Cystic extraskeletal osteosarcoma: Three case reports and review of the literature
Affiliations: Department of Orthopedic Surgery, Graduate School of Medical Sciences, Kanazawa, Ishikawa 920‑8641, Japan
- Published online on: March 9, 2020 https://doi.org/10.3892/mco.2020.2015
- Pages: 468-474
This article is mentioned in:
Extraskeletal osteosarcoma is a rare sarcoma of the non-skeletal tissue that produces neoplastic osteoid or bone (1). The tumor typically appears as a solid mass with variable mineralization and seldom has a cystic lesion.
Roller et al, reported the features of 19 patients with extraskeletal osteosarcoma radiographically and pathologically (2). In their report, mineralization on computed tomogram (CT) was seen in only 26% (5 of 19) of cases, and central necrosis on magnetic resonance imaging (MRI) was observed in 47% (9 of 16) of cases. They confirmed osteoid formation in the histology of all specimen. However, they did not mention whether or not central necrosis was observed pathologically in the excised specimen of the tumors.
Extraskeletal osteosarcoma is classified into six subtypes, just like intraosseous osteosarcoma, in the 2013 WHO classification (1). Osteosarcoma with a cystic lesion can be classified as the telangiectatic-type, although this type typically manifests as tumors predominantly composed of cystic spaces filled with blood (3). Telangiectatic-type intraosseous osteosarcoma is occasionally seen, and telangiectatic-type extraskeletal osteosarcoma that meets the strict diagnostic criteria is rarely reported (4-6).
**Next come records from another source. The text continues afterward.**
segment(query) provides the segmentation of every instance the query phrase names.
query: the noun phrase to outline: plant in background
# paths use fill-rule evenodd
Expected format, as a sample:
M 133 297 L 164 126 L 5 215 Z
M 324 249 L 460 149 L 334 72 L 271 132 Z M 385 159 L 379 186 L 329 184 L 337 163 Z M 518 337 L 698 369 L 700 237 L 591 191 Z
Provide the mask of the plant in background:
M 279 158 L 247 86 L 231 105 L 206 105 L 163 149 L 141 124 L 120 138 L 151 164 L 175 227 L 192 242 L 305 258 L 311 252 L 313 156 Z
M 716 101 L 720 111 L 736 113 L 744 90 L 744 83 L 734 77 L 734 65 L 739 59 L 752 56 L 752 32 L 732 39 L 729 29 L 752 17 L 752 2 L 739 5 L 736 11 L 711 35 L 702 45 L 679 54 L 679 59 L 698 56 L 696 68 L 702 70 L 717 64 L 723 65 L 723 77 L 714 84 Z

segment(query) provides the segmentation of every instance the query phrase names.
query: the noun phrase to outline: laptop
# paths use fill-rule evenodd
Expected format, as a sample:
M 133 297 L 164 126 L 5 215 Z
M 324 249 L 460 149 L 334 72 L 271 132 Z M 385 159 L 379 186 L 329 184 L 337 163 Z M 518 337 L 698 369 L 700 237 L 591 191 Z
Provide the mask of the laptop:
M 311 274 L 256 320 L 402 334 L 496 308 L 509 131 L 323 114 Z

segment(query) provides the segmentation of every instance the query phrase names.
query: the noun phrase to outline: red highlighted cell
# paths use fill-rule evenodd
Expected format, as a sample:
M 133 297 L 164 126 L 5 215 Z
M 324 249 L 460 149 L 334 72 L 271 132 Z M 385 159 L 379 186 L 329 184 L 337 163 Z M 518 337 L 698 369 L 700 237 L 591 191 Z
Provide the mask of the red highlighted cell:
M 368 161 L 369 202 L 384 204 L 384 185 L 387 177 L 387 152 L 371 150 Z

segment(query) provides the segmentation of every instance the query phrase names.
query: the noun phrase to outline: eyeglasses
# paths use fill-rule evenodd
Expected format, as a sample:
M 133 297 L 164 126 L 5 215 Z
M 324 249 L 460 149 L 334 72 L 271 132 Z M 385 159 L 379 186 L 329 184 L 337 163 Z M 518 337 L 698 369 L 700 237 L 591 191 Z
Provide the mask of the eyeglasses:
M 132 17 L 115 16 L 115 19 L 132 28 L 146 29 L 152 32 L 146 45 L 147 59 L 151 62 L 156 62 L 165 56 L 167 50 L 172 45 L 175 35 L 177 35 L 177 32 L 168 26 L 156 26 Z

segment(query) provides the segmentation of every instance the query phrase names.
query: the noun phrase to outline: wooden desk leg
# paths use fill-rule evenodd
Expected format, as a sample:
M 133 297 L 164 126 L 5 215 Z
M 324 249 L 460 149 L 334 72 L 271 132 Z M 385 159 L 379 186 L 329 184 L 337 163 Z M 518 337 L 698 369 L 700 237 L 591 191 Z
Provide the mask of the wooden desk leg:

However, no previous reports have described the gross and pathological characteristics of extraskeletal osteosarcoma with non-hemorrhagic cystic change.
When a soft tissue tumor consisting of a solid lesion with calcification and a cystic lesion are observed, both benign (myositis ossificans and hemangioma) and malignant entities (dedifferentiated liposarcoma, synovial sarcoma, malignant peripheral nerve sheath tumor and undifferentiated pleomorphic sarcoma) are included in the differential diagnosis (2). It is very important to make an accurate pathological diagnosis in order to facilitate appropriate treatment with a chemotherapy regimen suited for the histological type. The clinical course and imaging findings are also useful for making a diagnosis, especially in cases of rare tumors.
We herein report three rare cases of extraskeletal osteosarcoma with cystic change. The Ethical Institutional Review Board of Kanazawa University Hospital approved the present study, and written informed consent was obtained from all patients.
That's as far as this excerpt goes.